I am trying to understand Positive-definite function and read the wikipedia link:
https://en.wikipedia.org/wiki/Positive-definite_function
It has a relation to Positive-definite matrix and I did not understand how clearly.
My questions:
- is the Positive-definite function $f$ mentioned in the wikipedia link is continuous?
- It is related to to the element of a Positive-definite matrix which are just numbers what it signifies?

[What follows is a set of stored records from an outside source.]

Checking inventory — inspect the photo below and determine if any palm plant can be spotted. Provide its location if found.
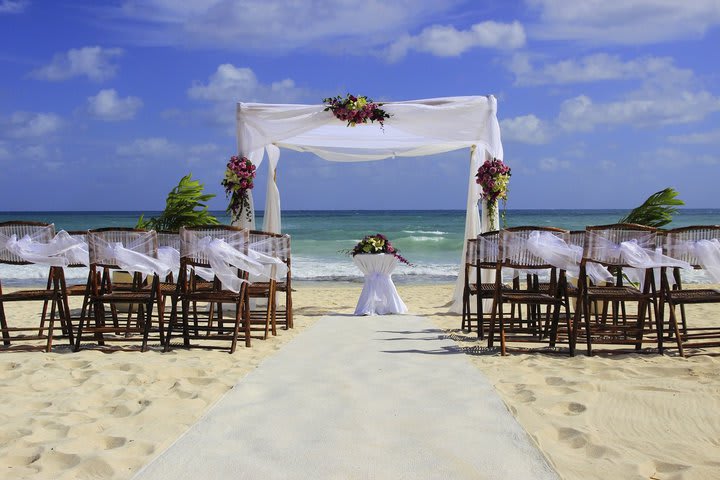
[136,173,220,232]
[618,188,685,228]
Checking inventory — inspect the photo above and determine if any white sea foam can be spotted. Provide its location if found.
[407,237,445,242]
[403,230,448,235]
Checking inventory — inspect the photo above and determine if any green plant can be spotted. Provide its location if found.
[136,173,220,232]
[618,188,685,228]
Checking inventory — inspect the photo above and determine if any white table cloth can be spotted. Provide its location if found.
[353,253,407,315]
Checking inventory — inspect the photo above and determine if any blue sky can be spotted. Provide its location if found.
[0,0,720,211]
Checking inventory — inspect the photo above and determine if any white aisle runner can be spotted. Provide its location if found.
[136,315,558,480]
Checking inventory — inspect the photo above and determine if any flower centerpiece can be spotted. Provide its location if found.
[323,93,390,128]
[348,233,412,266]
[475,158,511,225]
[221,156,255,221]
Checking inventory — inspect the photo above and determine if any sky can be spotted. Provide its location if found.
[0,0,720,211]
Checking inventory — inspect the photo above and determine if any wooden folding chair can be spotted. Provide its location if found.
[571,224,662,356]
[165,225,251,353]
[460,230,511,339]
[75,227,164,352]
[248,230,292,339]
[0,221,73,352]
[488,227,570,355]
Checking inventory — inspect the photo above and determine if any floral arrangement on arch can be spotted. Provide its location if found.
[221,155,255,221]
[475,158,511,225]
[323,93,390,128]
[348,233,412,266]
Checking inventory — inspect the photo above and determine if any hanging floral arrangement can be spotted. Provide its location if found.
[221,156,255,221]
[323,93,390,128]
[475,158,511,225]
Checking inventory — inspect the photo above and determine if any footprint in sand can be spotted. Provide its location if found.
[40,449,80,471]
[558,428,588,448]
[68,457,117,478]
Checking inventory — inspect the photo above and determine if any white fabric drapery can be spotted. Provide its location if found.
[237,95,503,308]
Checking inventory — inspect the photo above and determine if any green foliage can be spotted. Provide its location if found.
[136,173,220,232]
[618,188,685,228]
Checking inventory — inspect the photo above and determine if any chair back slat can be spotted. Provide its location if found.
[87,227,158,269]
[180,225,250,268]
[68,230,87,268]
[249,230,290,263]
[498,227,568,269]
[583,223,657,267]
[663,225,720,268]
[0,220,55,265]
[157,231,180,252]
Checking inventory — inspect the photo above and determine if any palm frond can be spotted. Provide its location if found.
[618,188,685,228]
[136,174,220,232]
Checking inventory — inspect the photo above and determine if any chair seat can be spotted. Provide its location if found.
[91,289,152,303]
[502,290,562,305]
[470,283,512,296]
[588,286,649,300]
[668,288,720,303]
[184,290,243,303]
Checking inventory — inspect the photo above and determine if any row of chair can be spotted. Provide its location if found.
[0,221,293,353]
[461,224,720,355]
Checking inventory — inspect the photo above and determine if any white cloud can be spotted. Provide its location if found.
[508,53,693,85]
[526,0,720,45]
[500,115,550,145]
[32,46,123,82]
[538,157,571,172]
[385,21,525,61]
[110,0,462,53]
[187,63,304,104]
[115,137,222,164]
[0,112,63,138]
[0,0,30,15]
[115,137,182,157]
[640,147,720,170]
[668,129,720,144]
[87,89,143,121]
[558,90,720,131]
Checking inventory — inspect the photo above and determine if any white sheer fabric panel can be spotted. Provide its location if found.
[88,230,170,277]
[237,96,502,161]
[0,225,82,267]
[248,237,290,282]
[353,253,407,315]
[450,146,490,313]
[237,95,503,311]
[181,230,264,293]
[588,232,692,289]
[263,145,282,233]
[676,238,720,283]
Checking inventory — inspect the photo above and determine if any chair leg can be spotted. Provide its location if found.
[475,290,485,340]
[668,298,685,357]
[498,300,507,356]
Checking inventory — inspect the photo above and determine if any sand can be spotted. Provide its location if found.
[0,283,720,479]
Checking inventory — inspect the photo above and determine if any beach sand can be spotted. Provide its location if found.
[0,283,720,479]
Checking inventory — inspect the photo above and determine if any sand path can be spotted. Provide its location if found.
[136,315,558,480]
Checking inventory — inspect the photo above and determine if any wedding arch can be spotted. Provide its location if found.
[237,95,503,311]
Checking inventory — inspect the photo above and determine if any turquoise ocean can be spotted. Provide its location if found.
[0,209,720,286]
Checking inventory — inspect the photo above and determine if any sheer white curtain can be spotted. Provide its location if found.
[237,95,503,304]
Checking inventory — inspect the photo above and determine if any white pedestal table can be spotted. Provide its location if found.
[353,253,407,315]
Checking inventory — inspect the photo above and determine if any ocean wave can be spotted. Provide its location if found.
[403,230,448,235]
[404,236,445,242]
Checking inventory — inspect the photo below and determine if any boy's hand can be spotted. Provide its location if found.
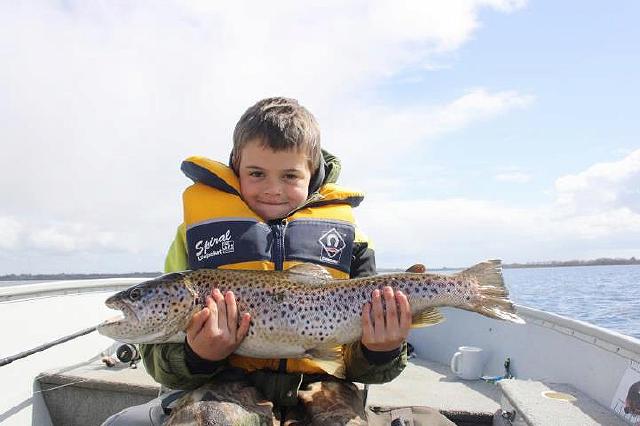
[361,286,411,352]
[187,288,251,361]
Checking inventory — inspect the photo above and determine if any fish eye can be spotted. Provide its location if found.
[129,288,142,302]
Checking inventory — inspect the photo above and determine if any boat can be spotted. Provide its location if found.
[0,278,640,426]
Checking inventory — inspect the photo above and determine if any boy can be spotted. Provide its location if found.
[105,98,411,424]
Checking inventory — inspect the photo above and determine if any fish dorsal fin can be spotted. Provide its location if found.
[406,263,427,274]
[285,263,333,285]
[307,345,346,379]
[411,308,444,328]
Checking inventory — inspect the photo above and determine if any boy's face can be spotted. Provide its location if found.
[238,140,311,220]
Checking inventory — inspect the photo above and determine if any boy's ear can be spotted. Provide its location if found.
[229,151,238,174]
[309,157,327,195]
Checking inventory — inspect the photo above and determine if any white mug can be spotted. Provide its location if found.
[451,346,485,380]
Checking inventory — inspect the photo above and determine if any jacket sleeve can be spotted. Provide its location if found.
[342,228,407,383]
[139,224,227,389]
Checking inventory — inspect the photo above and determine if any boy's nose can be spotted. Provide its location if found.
[264,181,282,195]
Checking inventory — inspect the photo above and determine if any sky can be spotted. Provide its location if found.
[0,0,640,274]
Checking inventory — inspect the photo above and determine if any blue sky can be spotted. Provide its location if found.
[0,0,640,274]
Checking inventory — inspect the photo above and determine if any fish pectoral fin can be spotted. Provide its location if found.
[285,263,333,286]
[411,308,444,328]
[307,345,346,379]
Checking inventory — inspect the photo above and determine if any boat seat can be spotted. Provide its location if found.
[498,379,628,426]
[366,358,500,426]
[36,361,160,426]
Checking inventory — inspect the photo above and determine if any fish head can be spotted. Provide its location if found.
[98,271,200,343]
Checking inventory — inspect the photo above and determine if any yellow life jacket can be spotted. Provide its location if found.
[182,157,364,374]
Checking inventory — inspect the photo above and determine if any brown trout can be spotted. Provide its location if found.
[98,260,524,374]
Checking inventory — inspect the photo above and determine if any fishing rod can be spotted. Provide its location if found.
[0,326,98,367]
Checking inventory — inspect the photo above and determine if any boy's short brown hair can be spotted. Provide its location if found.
[231,97,322,174]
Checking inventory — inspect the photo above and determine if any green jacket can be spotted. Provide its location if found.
[140,152,407,397]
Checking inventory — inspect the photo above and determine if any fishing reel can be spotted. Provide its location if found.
[116,343,140,368]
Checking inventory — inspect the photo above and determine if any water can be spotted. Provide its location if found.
[0,265,640,339]
[504,265,640,339]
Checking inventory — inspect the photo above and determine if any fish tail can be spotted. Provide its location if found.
[457,260,524,324]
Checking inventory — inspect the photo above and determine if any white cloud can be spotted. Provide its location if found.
[555,149,640,215]
[358,150,640,267]
[0,0,526,273]
[494,170,531,183]
[323,88,534,185]
[0,216,22,250]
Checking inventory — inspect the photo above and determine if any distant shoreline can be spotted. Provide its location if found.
[0,257,640,281]
[379,257,640,272]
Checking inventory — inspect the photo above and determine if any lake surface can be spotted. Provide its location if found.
[0,265,640,339]
[503,265,640,339]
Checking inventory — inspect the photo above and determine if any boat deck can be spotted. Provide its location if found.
[38,358,500,425]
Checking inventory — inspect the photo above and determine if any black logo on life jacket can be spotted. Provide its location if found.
[318,228,347,264]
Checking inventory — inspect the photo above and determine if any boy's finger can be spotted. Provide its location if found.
[383,286,398,332]
[211,288,227,332]
[362,303,373,342]
[236,312,251,342]
[371,289,384,334]
[224,291,238,336]
[187,308,211,337]
[396,291,412,334]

- Can anyone please clarify?
The key observation in characterizing the Fourier transform of a positive function $f$ is this: \begin{align} \sum_{j,k=1}^{N}\hat{f}(s_j-s_k)a_j \overline{a_k} & = \frac{1}{\sqrt{2\pi}}\int_{-\infty}^{\infty}f(t)\sum_{j,k=1}^{N}e^{i(s_j-s_k)t}a_j \overline{a_k} dt \\ & = \frac{1}{\sqrt{2\pi}}\int_{-\infty}^{\infty}f(t)\left|\sum_{j=1}^{N}e^{is_jt}a_j\right|^{2}dt \ge 0. \end{align} So it is easy to generate positive matrices of any order from the Fourier transform of a positive function. Conversely, if $g(s)$ is a continuous (bounded?) function on $\mathbb{R}$ that is positive in the sense that $$ \sum_{j,k=1}^{N}g(s_j-s_k)a_j\overline{a_k} \ge 0 $$ for all points $\{s_1,s_2,\cdots,s_N\}$ and complex numbers $\{a_1,a_2,\cdots,a_N\}$, then $g$ is the Fourier transform of a positive measure $\mu$: $$ g(s) = \int_{-\infty}^{\infty}e^{-ist}d\mu(t). $$ A proof of Bochner's Theorem is obtained by a clever application of Functional Analysis.